Simeon blieb vor der Galerie Franzen stehen und runzelte frustriert die Stirn. Das Werbeplakat für die Ausstellung verdeckte die gesamte Glasfront und blockierte jegliche Sicht ins Innere. Auf kohlschwarzem Grund und in großen, silbergrauen Buchstaben im Schrifttyp Josefin Sans war auf dem Plakat zu lesen: EMILY RAVEN UN:DONE. Sim wusste, dass Emilys Arbeiten unter Kunstsammlern begehrte Objekte waren. Und er wusste, dass er seiner Neugier nachgeben würde.

Das Glas der Eingangstür war ebenfalls mit Papier verklebt worden, um keine Einblicke zu ermöglichen, bevor die Galerie so weit war. Simeon versuchte, die Tür zu öffnen, aber sie war verschlossen. Er wollte sehen, was sich dahinter verbarg, also klopfte er ans Fenster, dann drückte er auf die Klingel. Eine entfernte, männliche Stimme im Inneren der Galerie rief auf Deutsch: „Wir haben geschlossen.“

Beharrlich betätigte Sim erneut die Türklingel, und schließlich hörte er, wie sich Schritte der Tür näherten, und dann das metallische Geräusch des Schlüssels im Schloss.

„Was?“, bellte Alex Spielmann, als er den großen, hübschen, fast elfengleichen jungen Mann draußen vor der Galerie stehen sah. Simeon sah auf Alex herunter – einen schlanken, leicht exotisch anmutenden Mann in stylischer Kleidung.

„Entschuldigung, ich bin ein Freund von Pieter Bayer. Er sagte mir, dass Emilys Ausstellung heute eröffnet wird. Hab ich es schon verpasst oder bin ich zu früh?“, fragte Simeon in seiner Sonnenschein-und-Sahnehäubchen-Stimme und spielte das Klischee des dummen Models voll aus.

Alex Spielmann war zweiundzwanzig, und seine olivfarbene Haut, das kurze, dunkelbraune Haar und die grünen Augen spiegelten seine europäisch-türkische Herkunft wider. Nach Jahren als Assistent seiner Mutter Monika war er nun der Kurator der Galerie Franzen, und Emilys Ausstellung war die erste, die er ganz allein betreute.
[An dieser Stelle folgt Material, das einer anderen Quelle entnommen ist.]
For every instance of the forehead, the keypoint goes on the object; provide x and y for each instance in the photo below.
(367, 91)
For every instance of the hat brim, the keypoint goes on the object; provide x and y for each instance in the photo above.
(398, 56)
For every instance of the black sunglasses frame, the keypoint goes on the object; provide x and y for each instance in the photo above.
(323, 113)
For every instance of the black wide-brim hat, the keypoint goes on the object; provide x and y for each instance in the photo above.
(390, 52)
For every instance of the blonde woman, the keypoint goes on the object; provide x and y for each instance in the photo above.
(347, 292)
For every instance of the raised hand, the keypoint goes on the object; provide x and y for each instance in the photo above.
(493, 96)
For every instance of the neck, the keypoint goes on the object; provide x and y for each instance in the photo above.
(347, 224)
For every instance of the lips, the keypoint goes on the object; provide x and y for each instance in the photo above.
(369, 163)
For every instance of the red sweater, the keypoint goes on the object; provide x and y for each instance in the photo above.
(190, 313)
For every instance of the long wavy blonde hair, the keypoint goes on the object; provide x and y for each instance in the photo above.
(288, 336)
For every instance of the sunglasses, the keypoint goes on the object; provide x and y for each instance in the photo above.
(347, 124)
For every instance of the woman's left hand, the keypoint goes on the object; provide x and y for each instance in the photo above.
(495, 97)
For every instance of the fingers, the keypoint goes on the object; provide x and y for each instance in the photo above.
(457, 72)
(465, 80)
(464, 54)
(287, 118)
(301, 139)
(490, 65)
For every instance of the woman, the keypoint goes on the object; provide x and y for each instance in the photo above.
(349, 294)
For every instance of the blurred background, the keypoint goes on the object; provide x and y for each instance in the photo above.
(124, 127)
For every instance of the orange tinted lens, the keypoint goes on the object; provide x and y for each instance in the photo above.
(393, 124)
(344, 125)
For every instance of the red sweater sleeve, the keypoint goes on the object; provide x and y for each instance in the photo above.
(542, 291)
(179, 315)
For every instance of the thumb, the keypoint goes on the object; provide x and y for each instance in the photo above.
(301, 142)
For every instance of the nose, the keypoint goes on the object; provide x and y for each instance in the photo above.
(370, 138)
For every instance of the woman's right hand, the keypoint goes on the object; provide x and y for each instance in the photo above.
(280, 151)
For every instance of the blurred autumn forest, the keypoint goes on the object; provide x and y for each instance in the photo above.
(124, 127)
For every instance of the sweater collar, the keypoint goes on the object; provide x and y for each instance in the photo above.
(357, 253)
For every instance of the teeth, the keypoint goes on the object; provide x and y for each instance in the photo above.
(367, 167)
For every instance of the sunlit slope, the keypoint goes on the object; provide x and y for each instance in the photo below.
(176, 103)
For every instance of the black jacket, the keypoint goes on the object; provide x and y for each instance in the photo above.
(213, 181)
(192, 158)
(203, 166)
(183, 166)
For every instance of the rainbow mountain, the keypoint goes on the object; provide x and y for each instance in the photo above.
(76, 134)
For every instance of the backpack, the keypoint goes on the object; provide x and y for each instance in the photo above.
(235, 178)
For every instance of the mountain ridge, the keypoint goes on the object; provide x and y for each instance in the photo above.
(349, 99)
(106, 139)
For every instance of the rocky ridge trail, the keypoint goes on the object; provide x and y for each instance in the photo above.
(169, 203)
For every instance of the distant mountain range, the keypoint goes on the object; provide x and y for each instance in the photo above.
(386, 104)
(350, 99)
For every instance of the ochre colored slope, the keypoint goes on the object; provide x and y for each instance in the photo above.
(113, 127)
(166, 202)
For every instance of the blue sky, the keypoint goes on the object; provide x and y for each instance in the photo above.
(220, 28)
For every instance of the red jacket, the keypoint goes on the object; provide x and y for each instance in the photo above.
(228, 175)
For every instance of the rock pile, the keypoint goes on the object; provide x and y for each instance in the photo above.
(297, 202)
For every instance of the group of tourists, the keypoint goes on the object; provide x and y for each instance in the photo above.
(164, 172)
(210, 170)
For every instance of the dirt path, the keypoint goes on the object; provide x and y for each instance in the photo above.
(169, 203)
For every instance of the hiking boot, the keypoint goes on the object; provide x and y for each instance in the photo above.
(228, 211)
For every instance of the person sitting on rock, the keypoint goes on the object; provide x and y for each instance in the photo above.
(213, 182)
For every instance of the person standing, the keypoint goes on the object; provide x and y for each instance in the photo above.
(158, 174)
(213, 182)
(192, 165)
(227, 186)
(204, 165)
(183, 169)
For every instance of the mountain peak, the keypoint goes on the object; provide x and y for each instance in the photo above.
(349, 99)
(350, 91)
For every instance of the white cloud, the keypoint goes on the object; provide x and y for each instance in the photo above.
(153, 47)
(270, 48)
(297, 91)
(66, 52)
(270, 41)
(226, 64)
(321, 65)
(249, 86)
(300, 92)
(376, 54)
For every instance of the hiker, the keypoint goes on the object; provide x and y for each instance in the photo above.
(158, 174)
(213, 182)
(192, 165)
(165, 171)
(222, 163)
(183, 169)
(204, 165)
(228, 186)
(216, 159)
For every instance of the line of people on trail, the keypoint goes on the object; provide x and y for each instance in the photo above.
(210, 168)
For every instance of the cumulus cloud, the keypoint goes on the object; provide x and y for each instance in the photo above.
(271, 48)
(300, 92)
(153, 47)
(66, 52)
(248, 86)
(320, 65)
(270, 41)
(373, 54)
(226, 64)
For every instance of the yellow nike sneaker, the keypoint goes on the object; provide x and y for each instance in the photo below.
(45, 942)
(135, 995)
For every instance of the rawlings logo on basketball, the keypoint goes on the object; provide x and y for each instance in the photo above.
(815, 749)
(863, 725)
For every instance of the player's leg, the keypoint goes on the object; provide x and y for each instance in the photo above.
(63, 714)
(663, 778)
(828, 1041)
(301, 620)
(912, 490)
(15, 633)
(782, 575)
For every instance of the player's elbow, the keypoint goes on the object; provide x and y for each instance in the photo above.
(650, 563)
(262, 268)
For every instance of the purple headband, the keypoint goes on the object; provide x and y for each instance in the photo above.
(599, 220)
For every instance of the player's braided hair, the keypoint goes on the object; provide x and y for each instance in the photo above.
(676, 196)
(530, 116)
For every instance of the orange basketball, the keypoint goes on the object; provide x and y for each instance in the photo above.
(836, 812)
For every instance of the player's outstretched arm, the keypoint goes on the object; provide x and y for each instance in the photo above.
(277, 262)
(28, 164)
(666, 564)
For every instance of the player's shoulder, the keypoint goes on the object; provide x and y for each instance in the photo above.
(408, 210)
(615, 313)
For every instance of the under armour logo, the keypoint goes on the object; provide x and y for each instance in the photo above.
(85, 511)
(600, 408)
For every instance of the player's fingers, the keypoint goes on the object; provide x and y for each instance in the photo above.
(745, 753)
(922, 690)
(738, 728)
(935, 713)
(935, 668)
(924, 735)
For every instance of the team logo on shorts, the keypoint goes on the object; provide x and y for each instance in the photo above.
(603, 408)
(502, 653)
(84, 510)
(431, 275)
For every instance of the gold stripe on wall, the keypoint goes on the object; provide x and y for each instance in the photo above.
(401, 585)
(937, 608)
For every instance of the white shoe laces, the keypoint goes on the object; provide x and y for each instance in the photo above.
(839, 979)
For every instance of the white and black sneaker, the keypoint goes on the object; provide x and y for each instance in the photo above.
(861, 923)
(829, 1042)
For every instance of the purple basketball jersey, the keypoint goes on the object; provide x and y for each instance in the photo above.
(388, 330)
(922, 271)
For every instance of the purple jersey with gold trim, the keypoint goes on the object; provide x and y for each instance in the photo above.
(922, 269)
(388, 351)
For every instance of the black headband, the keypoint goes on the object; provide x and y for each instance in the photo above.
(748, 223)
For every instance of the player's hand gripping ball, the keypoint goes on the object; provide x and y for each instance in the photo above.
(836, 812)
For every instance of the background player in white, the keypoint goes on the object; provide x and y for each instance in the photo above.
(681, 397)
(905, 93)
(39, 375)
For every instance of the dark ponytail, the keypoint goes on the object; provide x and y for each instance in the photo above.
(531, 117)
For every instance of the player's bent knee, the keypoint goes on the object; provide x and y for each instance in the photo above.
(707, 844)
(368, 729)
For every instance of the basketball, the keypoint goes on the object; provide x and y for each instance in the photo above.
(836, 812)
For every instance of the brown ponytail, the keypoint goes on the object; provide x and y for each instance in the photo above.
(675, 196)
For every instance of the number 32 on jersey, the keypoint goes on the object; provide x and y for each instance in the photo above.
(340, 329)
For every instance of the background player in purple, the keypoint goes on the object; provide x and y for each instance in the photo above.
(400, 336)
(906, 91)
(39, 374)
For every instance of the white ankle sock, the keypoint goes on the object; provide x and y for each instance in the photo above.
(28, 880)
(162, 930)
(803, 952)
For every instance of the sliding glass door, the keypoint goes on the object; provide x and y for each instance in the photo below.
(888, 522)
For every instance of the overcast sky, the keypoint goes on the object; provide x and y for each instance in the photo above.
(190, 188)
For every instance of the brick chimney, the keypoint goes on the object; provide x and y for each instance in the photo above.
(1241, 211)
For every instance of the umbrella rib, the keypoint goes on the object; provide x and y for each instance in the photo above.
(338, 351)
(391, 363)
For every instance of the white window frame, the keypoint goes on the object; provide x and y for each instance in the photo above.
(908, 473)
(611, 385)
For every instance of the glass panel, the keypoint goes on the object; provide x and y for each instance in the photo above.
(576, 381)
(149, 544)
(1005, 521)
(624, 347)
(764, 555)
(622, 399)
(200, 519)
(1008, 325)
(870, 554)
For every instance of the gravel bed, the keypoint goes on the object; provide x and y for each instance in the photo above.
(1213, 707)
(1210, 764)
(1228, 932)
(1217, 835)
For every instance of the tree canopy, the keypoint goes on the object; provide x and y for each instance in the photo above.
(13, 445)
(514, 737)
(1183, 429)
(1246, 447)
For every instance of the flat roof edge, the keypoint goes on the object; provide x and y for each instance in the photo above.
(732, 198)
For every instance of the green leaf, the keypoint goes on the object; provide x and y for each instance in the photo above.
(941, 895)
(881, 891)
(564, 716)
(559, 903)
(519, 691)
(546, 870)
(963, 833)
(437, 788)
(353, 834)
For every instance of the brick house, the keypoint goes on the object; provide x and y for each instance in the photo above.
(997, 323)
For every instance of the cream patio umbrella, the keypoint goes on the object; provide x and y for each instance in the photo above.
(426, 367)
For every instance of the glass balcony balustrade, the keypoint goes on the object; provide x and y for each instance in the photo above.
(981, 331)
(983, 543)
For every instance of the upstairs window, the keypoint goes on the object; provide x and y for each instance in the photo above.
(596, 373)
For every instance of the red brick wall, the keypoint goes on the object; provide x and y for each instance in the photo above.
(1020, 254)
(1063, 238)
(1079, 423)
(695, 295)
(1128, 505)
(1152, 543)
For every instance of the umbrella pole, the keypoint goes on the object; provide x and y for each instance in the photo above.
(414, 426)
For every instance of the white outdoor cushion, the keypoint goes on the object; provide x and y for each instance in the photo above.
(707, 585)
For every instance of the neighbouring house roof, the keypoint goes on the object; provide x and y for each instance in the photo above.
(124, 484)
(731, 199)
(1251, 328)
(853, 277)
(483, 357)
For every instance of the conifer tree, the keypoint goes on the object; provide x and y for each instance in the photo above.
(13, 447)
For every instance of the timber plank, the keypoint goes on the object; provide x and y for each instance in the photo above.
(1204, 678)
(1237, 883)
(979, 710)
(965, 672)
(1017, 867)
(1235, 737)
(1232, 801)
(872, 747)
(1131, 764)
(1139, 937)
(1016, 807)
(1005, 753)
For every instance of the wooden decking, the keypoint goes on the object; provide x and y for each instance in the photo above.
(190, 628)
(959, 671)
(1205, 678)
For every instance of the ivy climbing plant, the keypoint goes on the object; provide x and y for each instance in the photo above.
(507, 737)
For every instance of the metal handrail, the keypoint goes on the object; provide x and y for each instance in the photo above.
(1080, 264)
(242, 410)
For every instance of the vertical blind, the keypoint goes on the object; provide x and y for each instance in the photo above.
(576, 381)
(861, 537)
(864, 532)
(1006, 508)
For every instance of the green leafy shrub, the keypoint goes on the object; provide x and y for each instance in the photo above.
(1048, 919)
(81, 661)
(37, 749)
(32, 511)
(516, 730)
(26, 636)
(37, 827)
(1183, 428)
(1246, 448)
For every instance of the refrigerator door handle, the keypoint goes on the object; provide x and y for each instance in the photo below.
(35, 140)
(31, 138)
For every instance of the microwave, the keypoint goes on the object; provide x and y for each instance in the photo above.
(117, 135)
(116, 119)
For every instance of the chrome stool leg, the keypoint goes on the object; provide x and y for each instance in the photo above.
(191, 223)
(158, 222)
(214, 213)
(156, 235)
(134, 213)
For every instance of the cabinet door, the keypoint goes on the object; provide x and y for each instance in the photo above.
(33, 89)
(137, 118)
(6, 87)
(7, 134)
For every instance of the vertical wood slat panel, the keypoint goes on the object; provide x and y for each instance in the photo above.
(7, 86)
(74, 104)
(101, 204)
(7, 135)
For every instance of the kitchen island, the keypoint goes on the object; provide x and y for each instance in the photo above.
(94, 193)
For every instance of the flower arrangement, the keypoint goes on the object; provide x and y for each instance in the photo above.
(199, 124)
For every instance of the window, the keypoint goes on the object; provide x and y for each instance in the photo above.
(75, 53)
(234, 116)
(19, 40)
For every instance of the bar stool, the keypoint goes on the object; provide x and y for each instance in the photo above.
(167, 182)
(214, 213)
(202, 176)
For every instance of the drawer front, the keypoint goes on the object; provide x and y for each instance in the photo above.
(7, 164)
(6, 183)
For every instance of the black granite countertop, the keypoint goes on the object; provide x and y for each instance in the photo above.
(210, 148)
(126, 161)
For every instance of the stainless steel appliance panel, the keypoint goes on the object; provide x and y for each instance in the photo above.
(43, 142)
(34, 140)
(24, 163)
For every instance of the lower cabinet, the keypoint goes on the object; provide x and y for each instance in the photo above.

Simeon schaute an Alex vorbei in den großen, offenen Raum der Galerie mit seinen weißen Wänden. Ihm fielen beinahe die Augen aus dem Kopf, als er das Bild sah. Er hörte kaum noch, was Alex antwortete.

„Tut mir leid. Wir öffnen erst heute Abend um sechs. Sie können gern in drei Stunden wiederkommen.“

„OH, MY GAAHD!“, rief Simeon theatralisch, dann drängte er sich an dem verblüfften Kurator vorbei in die Galerie und marschierte schnurstracks zu dem Aktporträt von Pieter Bayer. Sein Herz schlug einen heftigen, donnernden Galopp in seiner Brust; er brach in Schweiß aus. In seinem ganzen Leben hatte Simeon noch nie ein so wunderschönes, plastisches Gemälde gesehen. Pieter lag bäuchlings auf einem zerwühlten Bett. Er sah durchgerüttelt aus, so als wäre er soeben richtig gut durchgefickt worden. Sein Kopf ruhte auf einem angewinkelten Arm, sein langes, blondes Haar ergoss sich über das Kissen, und er starrte mit vor Lust glasigen Augen aus dem Bild heraus. Simeons Blick folgte der kurvigen Linie seines Rückens mit der Elfenbeinhaut, über seine blassen Hinterbacken bis hin zu den muskulösen, gespreizten Schenkeln. Dieses Bild war Simeons feuchter Traum. Es war, als hätte Emily seine Gedanken gelesen und seine kostbarste sexuelle Fantasie auf die Leinwand gebracht. Der Titel des Bildes war „We are undone“. Der Pieter in diesem Gemälde war es auf jeden Fall. Simeon musste das Bild einfach kaufen.

„Wie viel?“, stieß Simeon hervor.

„Ahh. Es ist nicht verkäuflich; dieses Bild stammt aus der privaten Sammlung der Künstlerin“, erklärte der Kurator.

„NOOO!“ Simeon schmollte. Er stampfte mit dem Fuß auf wie ein trotziges Kind und drehte sich um. Er wollte Alex gerade einen finsteren Blick zuwerfen, als er ein zweites Bild von Pieter entdeckte. Und wieder raubte ihm das Werk den Atem. Pieter war nackt und lag zusammengerollt wie ein kleiner Junge in einem blauen Lehnsessel. Sein blondes Haar war zerzaust, und er hatte die Arme um seine Beine geschlungen. Die Position überließ nichts der Fantasie. Pieters Augen waren geöffnet, und er sah aus, als hätte er soeben noch geschlafen, und dann hätte jemand seinen Namen gerufen. Emily hatte ihn im Augenblick des Erwachens festgehalten. Es war ein zutiefst intimes Porträt, voller Liebe und Geborgenheit. Sim eilte zu dem Bild und starrte es staunend und aufgeregt an. Er versuchte, sich an die erlernte Atemtechnik zu erinnern – langsam ein und aus, wie Ebbe und Flut, ein und aus – während er das Aquarell im Din-A3-Format betrachtete. Es trug den Titel „Our Awakening“.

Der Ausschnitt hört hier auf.